Compra do Banco Master pelo BRB é barrada após suspeitas de fraudes e vira alvo de investigação
- Adilson Silva

- há 2 dias
- 2 min de leitura
A tentativa de aquisição de parte do Banco Master pelo Banco de Brasília (BRB) acabou frustrada após o Banco Central do Brasil identificar indícios de irregularidades na instituição privada. O negócio, que vinha sendo conduzido de forma reservada, foi oficialmente barrado em setembro de 2025, encerrando meses de articulações.

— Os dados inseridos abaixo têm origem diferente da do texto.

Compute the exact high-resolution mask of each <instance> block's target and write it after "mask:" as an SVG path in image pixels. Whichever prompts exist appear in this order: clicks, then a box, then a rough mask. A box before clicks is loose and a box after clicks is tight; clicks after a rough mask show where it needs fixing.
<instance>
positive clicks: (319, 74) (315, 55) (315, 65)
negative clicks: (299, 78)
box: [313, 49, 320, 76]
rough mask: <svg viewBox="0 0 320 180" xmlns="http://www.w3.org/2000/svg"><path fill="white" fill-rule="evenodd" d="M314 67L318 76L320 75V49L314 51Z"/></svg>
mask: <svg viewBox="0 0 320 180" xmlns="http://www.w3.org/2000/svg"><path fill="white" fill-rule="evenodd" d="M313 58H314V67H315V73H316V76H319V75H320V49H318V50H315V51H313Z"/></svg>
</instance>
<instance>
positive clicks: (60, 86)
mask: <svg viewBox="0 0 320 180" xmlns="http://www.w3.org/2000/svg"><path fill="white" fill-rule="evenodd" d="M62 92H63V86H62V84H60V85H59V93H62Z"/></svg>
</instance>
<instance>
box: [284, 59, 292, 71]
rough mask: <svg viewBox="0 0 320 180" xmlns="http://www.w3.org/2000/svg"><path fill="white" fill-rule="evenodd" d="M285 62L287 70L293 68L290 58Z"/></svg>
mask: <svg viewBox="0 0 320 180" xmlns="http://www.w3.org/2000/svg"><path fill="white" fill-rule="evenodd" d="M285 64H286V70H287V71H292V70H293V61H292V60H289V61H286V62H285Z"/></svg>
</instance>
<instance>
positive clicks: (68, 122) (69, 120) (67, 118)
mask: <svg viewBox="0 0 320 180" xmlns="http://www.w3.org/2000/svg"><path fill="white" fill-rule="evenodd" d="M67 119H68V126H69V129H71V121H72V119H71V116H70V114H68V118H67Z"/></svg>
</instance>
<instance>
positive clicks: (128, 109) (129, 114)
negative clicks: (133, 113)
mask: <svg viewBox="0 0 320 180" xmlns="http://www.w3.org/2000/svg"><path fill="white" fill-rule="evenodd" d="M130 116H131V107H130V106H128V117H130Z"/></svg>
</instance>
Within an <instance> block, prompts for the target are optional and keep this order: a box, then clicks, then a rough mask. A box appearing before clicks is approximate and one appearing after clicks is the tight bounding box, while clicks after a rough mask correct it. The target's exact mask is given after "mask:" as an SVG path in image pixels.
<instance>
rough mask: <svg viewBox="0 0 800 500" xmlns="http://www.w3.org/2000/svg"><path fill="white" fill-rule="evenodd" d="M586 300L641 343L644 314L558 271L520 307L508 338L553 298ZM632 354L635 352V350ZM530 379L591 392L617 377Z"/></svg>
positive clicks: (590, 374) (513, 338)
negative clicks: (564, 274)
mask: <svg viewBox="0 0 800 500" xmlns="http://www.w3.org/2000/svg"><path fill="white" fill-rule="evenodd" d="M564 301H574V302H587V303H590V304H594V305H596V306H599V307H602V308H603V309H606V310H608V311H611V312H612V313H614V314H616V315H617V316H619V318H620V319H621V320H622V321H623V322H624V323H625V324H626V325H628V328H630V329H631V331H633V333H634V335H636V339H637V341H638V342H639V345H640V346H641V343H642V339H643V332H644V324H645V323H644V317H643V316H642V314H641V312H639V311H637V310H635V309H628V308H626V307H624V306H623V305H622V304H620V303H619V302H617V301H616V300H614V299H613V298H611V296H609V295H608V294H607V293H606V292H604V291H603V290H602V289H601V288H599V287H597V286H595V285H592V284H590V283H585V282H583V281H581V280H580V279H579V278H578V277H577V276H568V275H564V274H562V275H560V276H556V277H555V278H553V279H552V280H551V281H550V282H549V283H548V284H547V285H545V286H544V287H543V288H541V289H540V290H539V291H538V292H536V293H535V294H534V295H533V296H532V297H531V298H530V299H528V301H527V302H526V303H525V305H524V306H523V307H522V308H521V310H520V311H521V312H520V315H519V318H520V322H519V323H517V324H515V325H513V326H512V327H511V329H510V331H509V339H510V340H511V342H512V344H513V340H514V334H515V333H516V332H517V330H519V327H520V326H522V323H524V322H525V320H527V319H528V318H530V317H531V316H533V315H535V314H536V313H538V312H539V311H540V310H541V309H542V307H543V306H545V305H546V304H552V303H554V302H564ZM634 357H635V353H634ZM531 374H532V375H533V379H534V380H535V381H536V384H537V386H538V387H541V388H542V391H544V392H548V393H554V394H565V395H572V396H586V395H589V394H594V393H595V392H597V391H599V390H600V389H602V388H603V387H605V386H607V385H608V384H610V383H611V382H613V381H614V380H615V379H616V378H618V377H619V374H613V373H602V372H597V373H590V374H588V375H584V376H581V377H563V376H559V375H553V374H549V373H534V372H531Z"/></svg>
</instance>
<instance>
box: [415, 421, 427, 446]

Internamente, a operação era conhecida como “Projeto Vértice” e envolvia negociações entre o comando do BRB e o banqueiro Daniel Vorcaro, controlador do Master. A proposta previa a aquisição de uma fatia relevante do banco privado, estimada em bilhões de reais.
A decisão do Banco Central de vetar a transação ocorreu após uma longa análise e acabou interrompendo o avanço das tratativas. Nos bastidores do sistema financeiro, já havia dúvidas sobre a viabilidade do Master, diante de problemas de liquidez e desconfiança crescente entre grandes instituições.
O episódio ganhou ainda mais repercussão por envolver um banco público regional em uma operação considerada de alto risco. O movimento teria contado com apoio político, incluindo o do governador do Distrito Federal, Ibaneis Rocha, o que ampliou o alcance das investigações.
Atualmente, o caso é apurado pela Polícia Federal, que investiga possíveis irregularidades na condução da operação. Além de Vorcaro, figuram entre os investigados o então presidente do BRB, Paulo Henrique Costa, e outros envolvidos nas negociações.
A tentativa de aquisição gerou questionamentos no mercado financeiro, especialmente pelo fato de o BRB assumir o controle de uma instituição com dificuldades. Executivos do setor viam a operação como incomum, já que implicaria um banco estatal absorvendo riscos significativos de uma empresa privada fragilizada.
Outro ponto que chamou atenção foi a estratégia apresentada por Vorcaro, que defendia uma gestão compartilhada entre as instituições. A proposta previa que o Master se beneficiasse de fontes de financiamento mais baratas do BRB, enquanto o banco público teria maior flexibilidade para atuar no mercado privado.
Apesar das críticas, a defesa de Paulo Henrique Costa sustenta que a operação seguia critérios institucionais e não gerou prejuízos ao banco público, uma vez que não chegou a ser concretizada.
As investigações ganharam força após a identificação de indícios de fraudes, especialmente em carteiras de crédito consignado do Master. O Banco Central chegou a comunicar as irregularidades ao Ministério Público Federal antes da decisão final de barrar o negócio.
Entenda a cronologia do caso
2024: movimentações de capital no BRB levantam suspeitas entre investigadores
Início de 2025: começam reuniões internas sigilosas sobre a possível aquisição
Março de 2025: proposta é formalizada ao mercado
Maio de 2025: Master recebe apoio emergencial do sistema financeiro
Julho de 2025: indícios de fraudes são comunicados às autoridades
Setembro de 2025: Banco Central veta a operação
O caso segue em apuração e pode ter novos desdobramentos à medida que as investigações avançam, com potencial impacto tanto no setor bancário quanto no ambiente político.